Today the U.S. Dollar traded firmer versus major currencies, adding to gains made overnight on growing speculation that the interest rate cutting cycle by the Federal Reserve Bank may be coming to an end.
On May 8, 2008 at 10:30 am (00:30 GMT) in Sydney, the U.S. Dollar traded at 104.80 Yen, compared to 104.62 Yen while the Euro traded at $1.5349 compared to $1.5389 in late trade in New York.
Last quarter’s U.S. productivity data, which was better than expected, and hawkish comments by Thomas Koenig, President of Kansas City Federal Reserve supported the U.S. Dollar against major currencies. According to Koenig, the U.S. economy will recover later this year, and the persistent inflation outlook meant the Federal Reserve will make policy decisions to curb inflation when the need arises.

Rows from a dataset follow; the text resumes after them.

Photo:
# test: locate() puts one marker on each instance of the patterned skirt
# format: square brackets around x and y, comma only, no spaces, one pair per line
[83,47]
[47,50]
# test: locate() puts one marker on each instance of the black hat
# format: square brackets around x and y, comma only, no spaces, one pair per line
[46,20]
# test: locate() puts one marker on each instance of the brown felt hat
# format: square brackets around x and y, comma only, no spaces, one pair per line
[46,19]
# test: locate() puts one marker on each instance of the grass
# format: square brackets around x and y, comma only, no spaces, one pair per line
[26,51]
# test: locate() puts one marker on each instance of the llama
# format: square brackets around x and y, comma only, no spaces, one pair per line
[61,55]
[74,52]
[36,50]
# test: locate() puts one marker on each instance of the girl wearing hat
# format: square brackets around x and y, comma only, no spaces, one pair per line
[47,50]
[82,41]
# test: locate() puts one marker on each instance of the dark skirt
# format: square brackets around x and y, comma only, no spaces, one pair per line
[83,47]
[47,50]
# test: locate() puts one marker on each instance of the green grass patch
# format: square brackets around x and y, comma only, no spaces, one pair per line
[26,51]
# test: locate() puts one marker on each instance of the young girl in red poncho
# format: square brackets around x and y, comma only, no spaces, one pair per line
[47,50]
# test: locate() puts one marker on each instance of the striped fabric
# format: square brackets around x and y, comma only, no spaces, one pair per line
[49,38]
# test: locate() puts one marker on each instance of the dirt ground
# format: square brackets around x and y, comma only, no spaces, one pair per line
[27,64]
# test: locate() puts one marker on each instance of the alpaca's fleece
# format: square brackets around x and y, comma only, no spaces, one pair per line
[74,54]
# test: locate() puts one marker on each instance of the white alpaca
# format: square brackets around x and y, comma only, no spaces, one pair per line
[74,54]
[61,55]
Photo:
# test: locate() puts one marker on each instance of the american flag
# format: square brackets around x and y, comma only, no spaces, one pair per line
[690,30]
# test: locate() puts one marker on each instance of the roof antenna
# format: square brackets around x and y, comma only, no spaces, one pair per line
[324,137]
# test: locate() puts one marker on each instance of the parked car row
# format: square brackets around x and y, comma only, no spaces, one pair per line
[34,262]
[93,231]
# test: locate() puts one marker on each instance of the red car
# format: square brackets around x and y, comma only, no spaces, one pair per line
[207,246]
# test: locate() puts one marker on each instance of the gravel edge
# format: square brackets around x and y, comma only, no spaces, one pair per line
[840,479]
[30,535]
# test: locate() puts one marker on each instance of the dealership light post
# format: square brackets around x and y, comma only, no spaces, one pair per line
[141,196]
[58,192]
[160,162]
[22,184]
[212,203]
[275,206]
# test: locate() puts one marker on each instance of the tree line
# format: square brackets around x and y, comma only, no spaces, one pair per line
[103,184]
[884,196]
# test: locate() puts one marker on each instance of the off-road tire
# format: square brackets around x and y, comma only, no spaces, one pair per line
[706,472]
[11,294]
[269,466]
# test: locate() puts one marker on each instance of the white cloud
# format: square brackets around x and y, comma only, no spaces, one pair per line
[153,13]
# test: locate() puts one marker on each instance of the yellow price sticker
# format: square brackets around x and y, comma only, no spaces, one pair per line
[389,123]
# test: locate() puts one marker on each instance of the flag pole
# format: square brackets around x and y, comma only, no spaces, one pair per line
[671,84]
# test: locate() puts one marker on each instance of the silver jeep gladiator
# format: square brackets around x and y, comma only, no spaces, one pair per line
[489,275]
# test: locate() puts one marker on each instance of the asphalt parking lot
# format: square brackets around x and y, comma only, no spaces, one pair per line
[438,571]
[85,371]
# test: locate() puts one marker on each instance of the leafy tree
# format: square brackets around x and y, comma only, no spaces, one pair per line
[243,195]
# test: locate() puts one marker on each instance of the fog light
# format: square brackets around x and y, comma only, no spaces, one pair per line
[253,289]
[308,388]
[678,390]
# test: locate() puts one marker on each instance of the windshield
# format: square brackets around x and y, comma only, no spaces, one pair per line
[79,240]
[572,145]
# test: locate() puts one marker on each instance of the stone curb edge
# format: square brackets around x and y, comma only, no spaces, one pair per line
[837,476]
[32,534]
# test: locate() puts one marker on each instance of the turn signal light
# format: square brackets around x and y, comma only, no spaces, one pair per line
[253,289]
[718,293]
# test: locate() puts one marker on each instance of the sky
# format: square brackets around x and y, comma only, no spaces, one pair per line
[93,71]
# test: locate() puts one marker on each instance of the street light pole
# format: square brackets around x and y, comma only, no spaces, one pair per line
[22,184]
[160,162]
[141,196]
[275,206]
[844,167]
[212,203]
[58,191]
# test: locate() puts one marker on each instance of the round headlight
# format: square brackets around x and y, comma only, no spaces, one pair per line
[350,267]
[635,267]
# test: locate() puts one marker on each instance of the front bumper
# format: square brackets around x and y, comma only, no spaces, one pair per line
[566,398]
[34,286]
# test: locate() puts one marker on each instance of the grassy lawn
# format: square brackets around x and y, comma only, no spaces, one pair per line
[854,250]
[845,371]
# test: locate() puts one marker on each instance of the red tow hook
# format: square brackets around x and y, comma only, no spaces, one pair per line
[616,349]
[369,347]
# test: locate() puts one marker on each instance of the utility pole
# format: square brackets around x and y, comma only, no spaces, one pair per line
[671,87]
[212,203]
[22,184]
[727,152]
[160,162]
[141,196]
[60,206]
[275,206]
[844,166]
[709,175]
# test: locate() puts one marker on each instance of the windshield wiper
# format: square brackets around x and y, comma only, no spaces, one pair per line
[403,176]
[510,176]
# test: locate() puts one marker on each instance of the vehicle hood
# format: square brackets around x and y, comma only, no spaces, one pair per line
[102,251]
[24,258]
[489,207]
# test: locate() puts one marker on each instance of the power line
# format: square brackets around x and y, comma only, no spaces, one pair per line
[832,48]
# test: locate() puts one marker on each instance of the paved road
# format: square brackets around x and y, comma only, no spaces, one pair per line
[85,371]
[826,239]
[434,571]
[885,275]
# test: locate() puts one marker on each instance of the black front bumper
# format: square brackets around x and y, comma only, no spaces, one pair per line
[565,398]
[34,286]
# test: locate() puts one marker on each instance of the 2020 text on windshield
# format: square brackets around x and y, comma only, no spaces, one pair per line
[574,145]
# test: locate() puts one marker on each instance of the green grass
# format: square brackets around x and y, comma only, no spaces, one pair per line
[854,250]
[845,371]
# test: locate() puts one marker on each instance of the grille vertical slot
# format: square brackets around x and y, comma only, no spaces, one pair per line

Furthermore, weaker than expected economic data from the Euro zone and the U.K. helped boost the U.S. Dollar. The Euro fell to $1.5367 from $1.5500 due to unexpected drop in retail sales in the Euro zones and factory orders in Germany during March.
In March, the U.K. industrial production, which fell more than expected, pushed the Pound Sterling to a 12 year low of $1.9500.
Analysts are saying that a drop in metal and gold prices and the stronger U.S. Dollar, together with deteriorating risk appetite of investors continue to put pressure on the Australian Dollar.